Now I think a pass mark might be earnt for something not much more detailed than "We took two cans, buried one in the garden and left a control in the cupboard. After 10 weeks they looked like this “…”.
But Cam wanted to be more creative and I thought that was something to be encouraged. So we have designed an experiment using various household chemical agents.
water
salt
sodium bicarbonate
vinegar
sodium hydroxide
garden soil
bleach
detergent
washing powder
plus control
We have also have a second treatment of scratching another set to test if this accelerates the process. We’ve sealed them in plastic bags, and are observing them for the next couple of months.
Now given the limitations of the family’s kitchen equipment this is much more bucket than quantitative chemistry. We’ve tried to have the solutions around 0.1M but they could vary by an order of magnitude.
OK so in 10 weeks time we’ll have about 2 dozen cans in varying stages of rust.
What semi-quantitative test could be done to approximately rank them? We can possibly get permission to use the school science lab. I was thinking something using chromography or light diffusion.
If you can be sure not to lose any rust that falls off the cans, or to pick up too many foreign substances like water or whatever, you could get a good quantitative measure by just weighing the cans before and after. Rust is just oxygen bonding with the iron, after all, and that adds weight.
Very true, but in the time-frame that differential is likely to be measured in micrograms, and may well be less than the variance in weight of the cans themselves.
What every well appointed kitchen really needs is a mass spectrograph!
Why would any of these be better than estimating the percentage surface area that apears rusty?
<scientific pontification>
You’re starting with cans in solutions, where the solutions have a wide uncertainty.

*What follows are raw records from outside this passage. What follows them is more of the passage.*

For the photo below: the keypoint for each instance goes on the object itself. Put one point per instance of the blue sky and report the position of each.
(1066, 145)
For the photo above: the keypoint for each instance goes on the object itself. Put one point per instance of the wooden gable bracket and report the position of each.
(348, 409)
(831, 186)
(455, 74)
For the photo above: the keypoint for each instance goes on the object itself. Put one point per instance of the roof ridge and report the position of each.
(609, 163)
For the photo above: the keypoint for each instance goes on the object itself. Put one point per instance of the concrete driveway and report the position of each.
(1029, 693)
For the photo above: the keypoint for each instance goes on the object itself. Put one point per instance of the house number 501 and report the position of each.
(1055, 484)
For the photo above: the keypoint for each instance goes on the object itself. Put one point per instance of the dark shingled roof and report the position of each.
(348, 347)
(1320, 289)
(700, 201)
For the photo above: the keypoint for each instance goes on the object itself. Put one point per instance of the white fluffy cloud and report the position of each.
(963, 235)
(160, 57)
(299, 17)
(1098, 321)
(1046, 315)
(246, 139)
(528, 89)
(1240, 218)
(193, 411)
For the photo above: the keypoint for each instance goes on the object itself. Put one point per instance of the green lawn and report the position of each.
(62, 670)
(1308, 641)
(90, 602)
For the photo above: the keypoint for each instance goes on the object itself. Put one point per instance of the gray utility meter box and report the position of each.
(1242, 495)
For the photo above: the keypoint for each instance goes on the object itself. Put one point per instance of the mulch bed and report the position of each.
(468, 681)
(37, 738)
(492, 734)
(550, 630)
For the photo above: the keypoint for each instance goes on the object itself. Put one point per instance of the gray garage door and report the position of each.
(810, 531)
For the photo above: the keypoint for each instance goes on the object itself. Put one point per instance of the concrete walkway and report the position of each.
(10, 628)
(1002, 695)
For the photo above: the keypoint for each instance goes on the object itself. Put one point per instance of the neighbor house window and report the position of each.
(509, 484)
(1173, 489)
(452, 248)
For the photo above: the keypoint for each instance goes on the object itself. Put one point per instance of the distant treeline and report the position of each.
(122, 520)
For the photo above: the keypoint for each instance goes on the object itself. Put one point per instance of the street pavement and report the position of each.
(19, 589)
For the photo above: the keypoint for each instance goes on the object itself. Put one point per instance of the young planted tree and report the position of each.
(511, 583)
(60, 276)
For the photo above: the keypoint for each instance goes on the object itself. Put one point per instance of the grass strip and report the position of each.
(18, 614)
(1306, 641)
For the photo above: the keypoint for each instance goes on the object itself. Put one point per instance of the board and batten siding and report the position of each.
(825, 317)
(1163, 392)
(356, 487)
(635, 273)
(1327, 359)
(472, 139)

Trying to rank the cans with a precise, quantitive test is misleading, IMO, because you could wind up ranking the can in solution X as “rustier” than the one in solutions Y based on a small difference in the measurement result.
It would be better, think, to “match” the precision of your measurement method to the overall test. In this case, because you’ve got only one of each sample and a large uncertainty in the solution percentage, grouping the results into “unrusted,” “lightly rusted,” and “heavily rusted” (with some approximate definition in terms of percentage of coverage) would be a more valid method than an individual numerical ranking.
Now, the scratched v. unscratched (where presumably you have the same solution in each) could be a place where higher precision is justified, but I would expect additional rusting to be confined to the area right around the scratch.
</scientific pontification>
Have you thought about doing a comparison between cans sealed in bags as you have, and cans exposed to air? Of course the bags will have some air in (unless you vac-packed them) but there is a limited supply of oxygen available which imo would limit the amount/rate of oxidation after a certain point.
I understand that this could be viewed as taking it a bit too far but to some minds you could have already crossed that line!
Good luck, may your offspring’s inquisitivity (sp? real word?) never fade.